Immune cells in cerebrospinal fluid could be biomarkers to predict immunotherapy response

Results from a study led by Joan Seoane, Director of Preclinical and Translational Research co-program at VHIO and ICREA Professor, show that immune cells accessing cerebrospinal fluid faithfully recapitulate the characteristics of cells identified in brain metastasis, and could therefore constitute novel biomarkers of response to immune-based therapies.

Immune checkpoint inhibitors including anti-PD1, anti-PD-L1, and anti-CTLA4, have shown significant clinical benefits in patients with progressive or metastatic solid tumors, including some brain metastasis.

Notably, these immune-based therapies have improved outcomes for some of those suffering from lung cancer and melanoma. Together, these tumor types (represent between 30-40% of all cancers), along with breast cancer, are three common malignancies that lead to brain metastases.

"One of the major challenges in improving outcomes for patients suffering from brain metastases caused by these cancers is that new lesions can differ immensely from the primary tumor, and thus respond in a different way to immune-based therapies," observes Joan Seoane, co-Corresponding Author of this present study that published today in Nature Communications.

Brain metastases are the most frequent tumor of the brain, with a dismal prognosis. While a fraction of patients benefits from treatment with immune checkpoint inhibitors, the majority do not. Predicting response to these therapies necessitates the characterization of tumor specimens.

Due to the anatomical location of brain tumors and the risk of surgical procedures, accessing samples from brain malignancies is challenging.

Results from previous studies led by Joan Seoane, as well as those of other groups, have evidenced that cerebrospinal fluid can provide vital insights into the genomic characteristics of brain tumors and therefore be used as a minimally invasive liquid biopsy.

Spurred by these findings, the investigators conducted this present research to establish whether they could effectively characterize the immunological phenotype through the analysis of cerebrospinal fluid.

To test this hypothesis, Joan Seoane's team analyzed samples from 48 patients with brain metastasis. These samples were obtained thanks to the generosity of patients receiving treatment at our Vall d'Hebron University Hospital (HUVH), as well as the Hospital Clínic in Barcelona, who gave their full consent to use their samples.

The collection of samples was possible thanks to the dedication and expertise of these hospitals' Neurosurgery Services.

The researchers assessed the immune cells present in the brain metastases, and in parallel, performed immune cell profiling of the cerebrospinal fluid. They sought to identify which cell types were present in the cerebrospinal fluid and compare them with those obtained from the metastatic lesions.

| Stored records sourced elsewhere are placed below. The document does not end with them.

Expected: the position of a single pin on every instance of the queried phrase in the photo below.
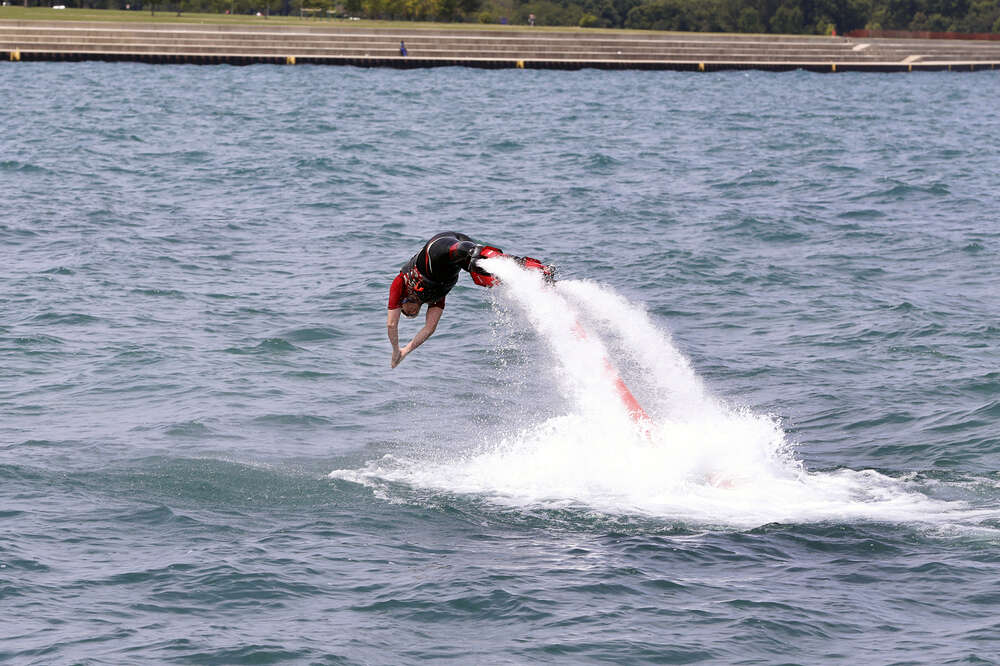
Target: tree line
(755, 16)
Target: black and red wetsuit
(431, 273)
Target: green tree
(749, 21)
(788, 19)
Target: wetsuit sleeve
(396, 293)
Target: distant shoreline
(75, 35)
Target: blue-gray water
(195, 265)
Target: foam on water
(695, 460)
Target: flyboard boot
(486, 279)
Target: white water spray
(695, 459)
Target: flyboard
(632, 405)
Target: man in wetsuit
(427, 278)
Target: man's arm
(392, 324)
(430, 324)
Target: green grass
(117, 16)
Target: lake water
(205, 457)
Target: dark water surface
(799, 275)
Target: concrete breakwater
(343, 44)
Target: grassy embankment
(166, 16)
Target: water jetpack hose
(486, 279)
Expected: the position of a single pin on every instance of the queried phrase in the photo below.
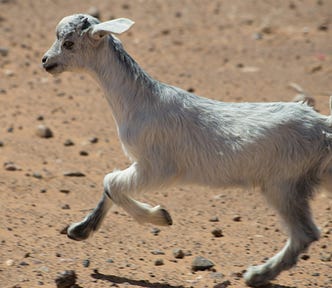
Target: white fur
(173, 136)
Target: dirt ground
(228, 50)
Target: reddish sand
(228, 50)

"By establishing similarities between the two, we have identified a novel and minimally invasive method that can allow us to predict response to immunotherapy in these patients. This pioneering approach could more precisely guide clinical decision making in treating these patients with immune-based therapeutic strategies," adds Joan Seoane.

By analyzing the cerebrospinal fluid, Joan Seoane's team has been able to identify the T-cells that recognize the tumor, and those that are active in treatment.

Each immune T-cell has a unique sequence that recognizes a particular tumor antigen. When their tracing and targeting commence, these cells are activated and begin to proliferate. Through this study, we have been able to characterize the individual sequences of immune cells and, in this way, identify which immune cells are fighting the tumor and discern how they evolve over time."

Joan Seoane, Study Co-Corresponding Author and Director of Preclinical and Translational Research Co-Program, ICREA Professor, Vall d'Hebron Institute of Oncology

The study was also carried out in collaboration with colleagues at the National Centre for Genomic Analysis-Centre for Genomic Regulation (CNAG-CRG), Barcelona. Directed by Holger Heyn, Head of CNAG-CRG's Single Cell Genomics Team, theu performed single-cell transcriptome sequencing of around 6000 cells by scRNA-seq technology.

"Single-cell transcriptome sequencing provides the highest resolution for the detection and monitoring of several different diseases. The identification of clonal T-cells in both metastasis and liquid biopsy is of particular interest. We have shown that the sequencing of T-cell receptors provides a cellular barcode that can be assessed outside of the tumor. Importantly, this approach opens up new avenues for the detection of systemic disease," concludes Holger Heyn, co-corresponding author of this present study.